Eino was traveling with his mother, Maria Emilia Panula (born Maija Emelia Ketola-Ojala), and four older brothers, Ernesti Arvid (born 18 May 1895), Jaakko Arnold (born 8 February 1897), Juha Niilo (born 1 September 1904), and Urho Abraham (born 25 April 1909). Three other children died before the voyage: Juho Eemeli (23 October 1892 — 23 December 1892), Emma Iida (24 February 1901 — 8 April 1910) and Lyydia (17 June 1903 — 23 December 1903).

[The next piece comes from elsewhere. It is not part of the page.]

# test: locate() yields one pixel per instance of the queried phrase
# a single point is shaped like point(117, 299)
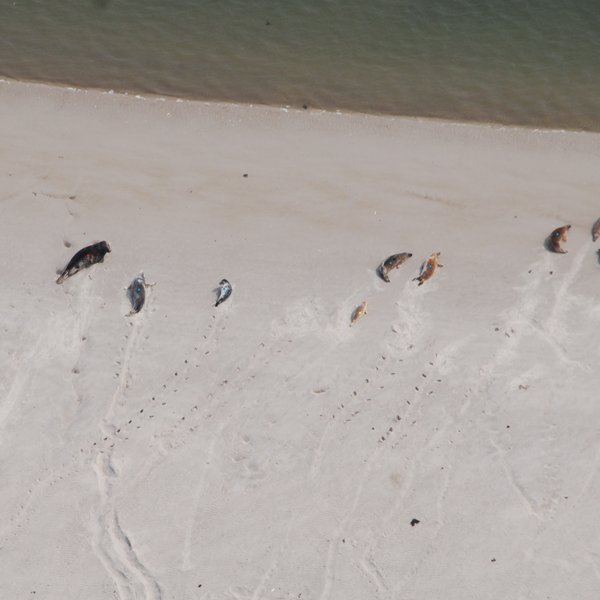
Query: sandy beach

The family was heading to Coal Center, Pennsylvania to join their father, Juha. All six members of the family perished in the disaster. Eino's body was thought to be found from 2002 onward, but in 2007 the body found was proved to be someone else's. The real body of Eino, if recovered, was never identified.
The unknown child = Eino?
The American PBS television series Secrets of the Dead played a key role in the initial 2002 identification of Panula's identity as the "Unknown Child" when they featured the story of the unknown Titanic victim on an episode and traced the child's DNA to a Finnish woman by the name of Magda Schleifer whose grandmother's sister was Maria Emilia Panula. Another relative of the Panula family, Hildur Panula-Heinonen has written several extensive articles related to the family.
On August 1, 2007 it was reported a test on the child's HVS1, a type of mitochondrial DNA molecule, did not match the Panula family. The original DNA testing was proved wrong and researchers from Lakehead University in Thunder Bay, Ontario identified the boy as a 19-month-old English child, Sidney Leslie Goodwin, who was traveling on the Titanic with his family to start a new life in America.